こう書くとまるで殺伐とした日々を送っているようですが、きちんと食事をし、睡眠も取っています。そんなに時間が貴重ならば睡眠時間を削って自分の時間を確保するの?とも思われそうですが、「食べるのも修行、眠るのも修行」とは何度も言われたことです。
食事は精進食でした。お料理を作って下さる方が、修行が無事進むようにと色々考えてくださり、毎日手作りで心のこもった美味しいお料理を準備してくださいました。このお食事を残すことなくいただくこともまた、修行の一つなのです。ちなみに、食の良い私は、お箸の進まない方のお食事を嬉々としてお手伝い(?)させていただくこともしばしばでありました。

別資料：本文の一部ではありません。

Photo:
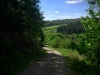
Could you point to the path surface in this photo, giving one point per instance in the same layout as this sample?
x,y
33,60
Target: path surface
x,y
52,64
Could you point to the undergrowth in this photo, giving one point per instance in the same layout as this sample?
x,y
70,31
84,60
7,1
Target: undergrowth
x,y
77,63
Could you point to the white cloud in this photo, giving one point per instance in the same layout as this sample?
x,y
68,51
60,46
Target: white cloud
x,y
51,15
67,17
56,12
73,1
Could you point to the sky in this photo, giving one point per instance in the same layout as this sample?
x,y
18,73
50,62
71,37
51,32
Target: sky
x,y
63,9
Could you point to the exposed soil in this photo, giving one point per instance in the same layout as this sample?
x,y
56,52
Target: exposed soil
x,y
52,64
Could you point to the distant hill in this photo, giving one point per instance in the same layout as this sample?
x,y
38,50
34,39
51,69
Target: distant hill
x,y
60,22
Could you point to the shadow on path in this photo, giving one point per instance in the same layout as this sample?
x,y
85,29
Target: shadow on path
x,y
52,64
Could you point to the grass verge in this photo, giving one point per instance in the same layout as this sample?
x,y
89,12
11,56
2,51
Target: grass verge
x,y
77,63
20,62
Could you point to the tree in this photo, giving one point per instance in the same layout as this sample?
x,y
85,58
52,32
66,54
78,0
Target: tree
x,y
91,38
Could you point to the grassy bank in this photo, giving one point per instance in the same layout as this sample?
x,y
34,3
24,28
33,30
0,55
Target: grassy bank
x,y
77,63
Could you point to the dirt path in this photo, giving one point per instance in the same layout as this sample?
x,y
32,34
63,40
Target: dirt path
x,y
52,64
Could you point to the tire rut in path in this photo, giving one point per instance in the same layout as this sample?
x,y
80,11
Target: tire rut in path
x,y
52,64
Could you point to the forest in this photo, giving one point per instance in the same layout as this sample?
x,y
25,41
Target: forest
x,y
23,33
80,35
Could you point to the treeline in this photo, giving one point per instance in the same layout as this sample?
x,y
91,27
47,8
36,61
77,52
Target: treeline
x,y
60,22
21,34
71,28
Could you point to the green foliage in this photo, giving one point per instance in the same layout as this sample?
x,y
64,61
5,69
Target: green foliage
x,y
21,35
90,40
71,28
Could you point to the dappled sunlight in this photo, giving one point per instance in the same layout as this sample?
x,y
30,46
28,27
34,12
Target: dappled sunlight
x,y
52,64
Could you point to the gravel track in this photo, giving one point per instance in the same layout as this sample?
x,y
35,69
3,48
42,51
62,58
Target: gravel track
x,y
52,64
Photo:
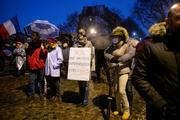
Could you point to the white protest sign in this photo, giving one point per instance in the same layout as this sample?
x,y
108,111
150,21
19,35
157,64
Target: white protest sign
x,y
79,64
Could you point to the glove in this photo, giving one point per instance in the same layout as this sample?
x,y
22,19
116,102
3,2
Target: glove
x,y
114,59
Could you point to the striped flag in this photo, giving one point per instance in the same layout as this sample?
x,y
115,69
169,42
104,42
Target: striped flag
x,y
9,28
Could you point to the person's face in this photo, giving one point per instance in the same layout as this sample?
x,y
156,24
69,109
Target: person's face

きちんと食べきちんと眠って新たな日への英気を養う・・・単純なことではありますが、その繰り返しです。そのパワーをもって、係ともなれば下駄で全力疾走することもしばしばです。なぜ全力疾走するのか?それは他の方よりも先にお堂などに到着してロウソクの火を灯したりお線香を準備したりするためです。それはひいては、人のために何ができるか、ということにつながってゆきます。目指すところはそこなのです。
「利他(りた)」という言葉があります。「他を利する」―他人のために働くという意味です。自分のためだけではなく他人の幸せのためにも働くこと、それが日本の仏教である大乗仏教の精神ですが、それを率先しておこなうのがお坊さんの役割です。そこが根幹なので、お経があげられるというのはそのうちの一つといえます。生き方そのものがお坊さん、ということなのです。

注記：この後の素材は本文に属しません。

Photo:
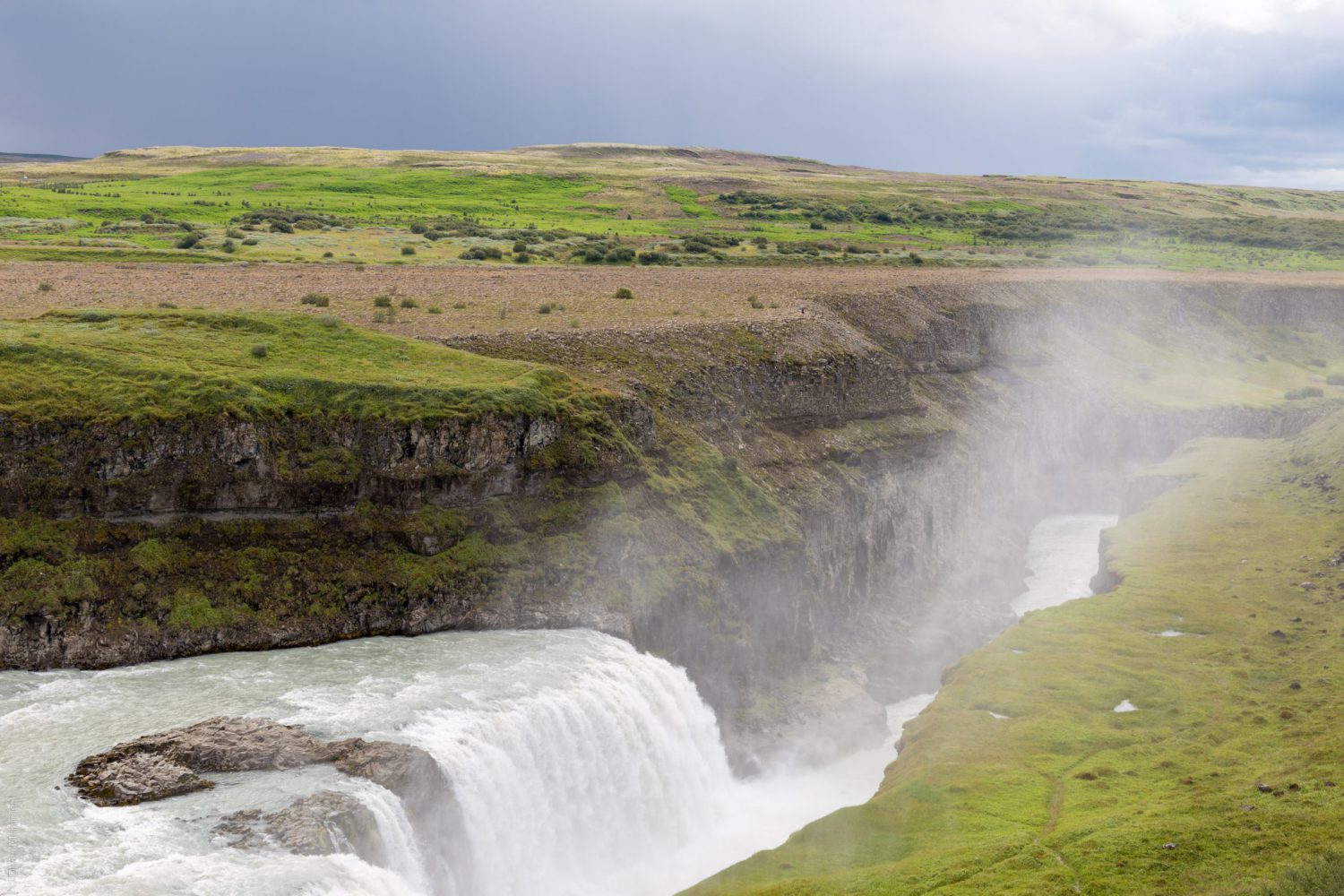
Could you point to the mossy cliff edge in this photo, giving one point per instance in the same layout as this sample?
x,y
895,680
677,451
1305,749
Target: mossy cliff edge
x,y
809,514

そう感じていただけるように、私たちは日々自分を磨いていかなければなりません。「信行道場」が終わってお坊さんになったから修行は終わり、なのではなく、一生涯修行なのです。
今のこの引き締まった気持ちを忘れずにこの先も過ごしていきたいと思います。
ところで、僧侶になるにあたり僧名へ改名を行いました。僧名は音読みが用いられ、新たな名前は「慧香(えこう)」と申します。師僧に付けていただきました。「慧」の字には仏さまの智慧(叡智)や悟りという意味が、「香」には仏さまのおごそかさがそこはかとなく漂うさまという意味それぞれが込められております。気恥ずかしいような名前ですが、この先の人生をこの名前とともに過ごしていく所存です。
どうぞよろしくお願い申し上げます。
「お坊さんへの道」シリーズ、今回で終了いたします。